Maria Fritzie Vergel, Philippines Country Coordinator for the Southeast Asian Energy Transition Partnership
While the Philippines already has several onshore wind farms in operation, offshore wind is a completely new industry in the country. Earlier this April, the World Bank Group released a roadmap showing that the 7,641-island nation can potentially generate up to 21 gigawatts (GW) of energy through offshore wind by 2040. One GW alone has the potential to power 876,000 households per year.
But developers face the task of navigating a daunting regulatory environment composed of many different government departments and permitting and consenting bodies, each with their own administrative requirements. And since OSW is a new technology in the Philippines, it is unclear if current regulatory processes are applicable or even in place; in some cases, the role of permitting agencies is equally unclear.
“The permitting process is one of the hurdles facing developers. In the past, it would take them so long to secure a contract or permit,” says Marissa Cerezo, Director of the Renewable Energy Management Bureau at the Department of Energy. “We in government need to set the right policies so the players in the development of these projects will be encouraged.”
As such, the Philippine Government has prioritised the creation of a robust investment climate for offshore wind development through Executive Order No. 21, which directs all relevant government agencies to create an efficient policy and administrative framework for development of the sector.
The “Permitting and Consenting Process for Offshore Wind Projects in the Philippines” project was developed in response to this order, spearheaded by the Department of Energy with the backing of the Southeast Asian Energy Transition Partnership. NIRAS was contracted to deliver a series of workshops for the relevant government agencies to bring them up to speed on the national objective for developing offshore wind energy and the need to create a more unified and efficient permitting and consenting process for offshore wind projects.

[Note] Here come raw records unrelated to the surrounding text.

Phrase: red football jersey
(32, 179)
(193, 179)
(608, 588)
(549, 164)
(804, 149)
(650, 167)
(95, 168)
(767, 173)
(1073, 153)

The NIRAS-run workshop brought together over a hundred in-person representatives from over 25 government agencies. In addition to those present in person, 50 online attendees joined, representing key stakeholders and industry representatives from the private sector.
The specific goal of the event was to check and facilitate each agency’s compliance with the government’s ‘Energy Virtual One Stop Shop’ (EVOSS). EVOSS is an online system that brings together the different requirements of government agencies for all activities related to power generation, transmission, and distribution into one platform. Through EVOSS, developers are able to access all of these requirements and monitor their processing status, making the task of submitting projects much more streamlined.
This workshop is only the first of several, the rest of which will be conducted alongside several analyses and studies of current gaps and constraints in the permitting process. In forthcoming workshops, the NIRAS project team will build on these studies and further engage with industry stakeholders in the development of a unified regulatory policy for offshore wind development. This project is scheduled for completion by July 2024, when the permitting framework is finalised and integrated into EVOSS.
Ultimately, the “Permitting and Consenting Process for Offshore Wind Projects in the Philippines” project will result in a clear and comprehensive regulatory process, which will incentivise the development of offshore wind projects by being more efficient and cost-effective but also more rigorous and in line with good international industry practice. This can only help to push forward the Philippines’ goals for transitioning toward more sustainable sources of energy in the decades to come.